My maternal grandparents were married on the same date that would, years later, become my birthday. Given that I am the grandchild of immigrants with no connection to the families left behind in Italy, any little piece of information like this is another thread tying me to people I never really knew.
My grandparents emigrated a little over 100 years ago. They came to America with no money, no English and limited skills. The only things they had was their traditions and the hope that this new life would be better for their children than what they’d left behind. Three generations later their grandchildren include doctors, bankers, lawyers, engineers, teachers, West Point graduates and one philosopher who still has his father confused. Their dream came true.
Like so many immigrants before and since, they faced prejudice, hate, threats of violence and claims that they would change the character of American life. They were “other”. My mother told me the reason Italians in her small neighborhood built their own church was because the existing church was populated with Irish who made it clear Italians weren’t welcomed. This was but a generation or two away from when the Irish would have faced the same issues with the Germans who first populated that area of Philadelphia.
My grandparents lived in a small, all Italian enclave where they could feel safe, surrounded as they were by friends and neighbors who spoke the same language, had the same customs and cooked the same food. It was being cradled in that security that allowed them to fulfill their ambitions for their family. When everything around you is strange, you need something familiar to cling to in order to anchor the chaos of your world.
Immigrants continue to flock to America to make a better life for their families. The vast majority of them, whether they are documented or undocumented, are hardworking, law-abiding people. Their children, given a chance, will be great assets to our country. I know as the grandchild of immigrants that I grew up hearing what an amazing country America was and how I was never to forget how lucky I was to be born and raised here. While the Mafia might leave a bad feeling in some people about Italians, the truth is that the Mafia got a lot of press but represented a very small percentage of Italian immigrants – you know, like terrorists and Muslims.
Today we face people immigrating to America who wear unfamiliar clothes and pray to an unfamiliar god. Although the majority are good citizens, because they are so different we are afraid, so afraid that some condemn them all for the sins of a few. If that had been the case when my grandparents moved to America, we’d all have been thrown out when Al Capone became the face of Public Enemy Number One.
I was educated in Catholic schools. The women who taught me wore long black gowns with stiff white cardboard like things around their necks and faces. Short of actually throwing a bag over their head, they were as covered up as any conservative Muslim woman wearing a hijab, and only slightly less covered up than someone wearing a burka. There was a time when these nuns were the “others” to be feared. They came from the old world and brought old, conservative ideas with them. For our Italian community, they were perfect. Outside of our little world, they drew looks.

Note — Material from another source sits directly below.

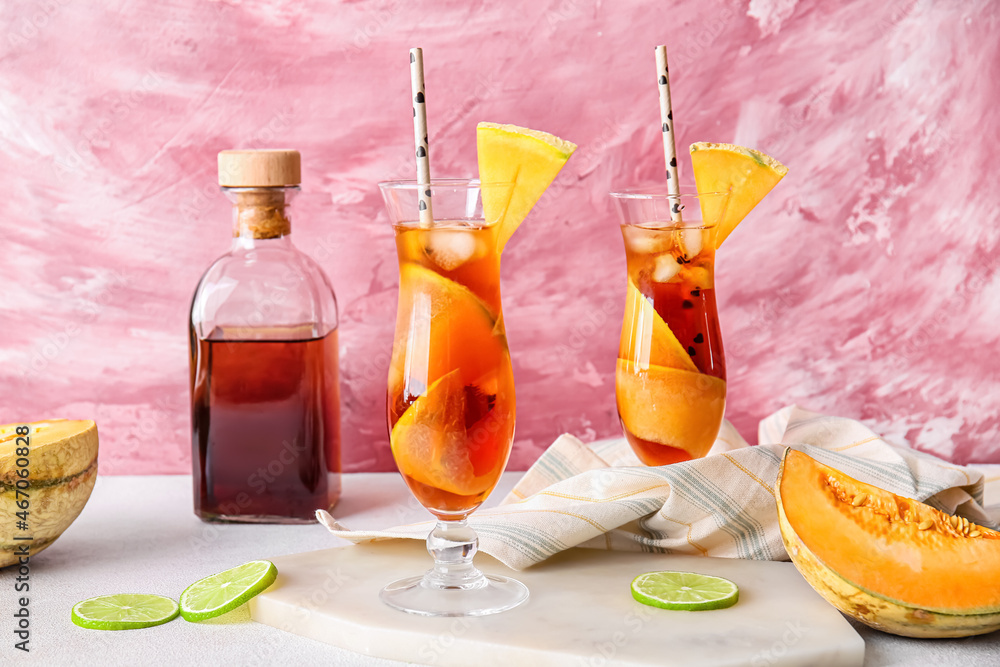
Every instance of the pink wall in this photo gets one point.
(865, 285)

Nuns are no longer considered so “other”. This may be caused by their more modern dress or just because years of proximity have removed their unknown factor. If we’re lucky, someday women in burkas or hijabs will get no more than a passing glance because they too will have become just another piece of the fabric of America.
My father’s little Italian grocery store had provolone cheese hanging from a bar over the counter. At the time, we all wanted nothing more than to assimilate and become mainstream – we wanted the provolone gone. Now a store like my dad’s is considered a specialty store and Italian food, culture and dress has become Italian-American and part of the mainstream.
We should not fear immigrants and the changes they bring. It’s what keeps us a young, vigorous country. Seriously, would you really want to live in an America without Olive Garden?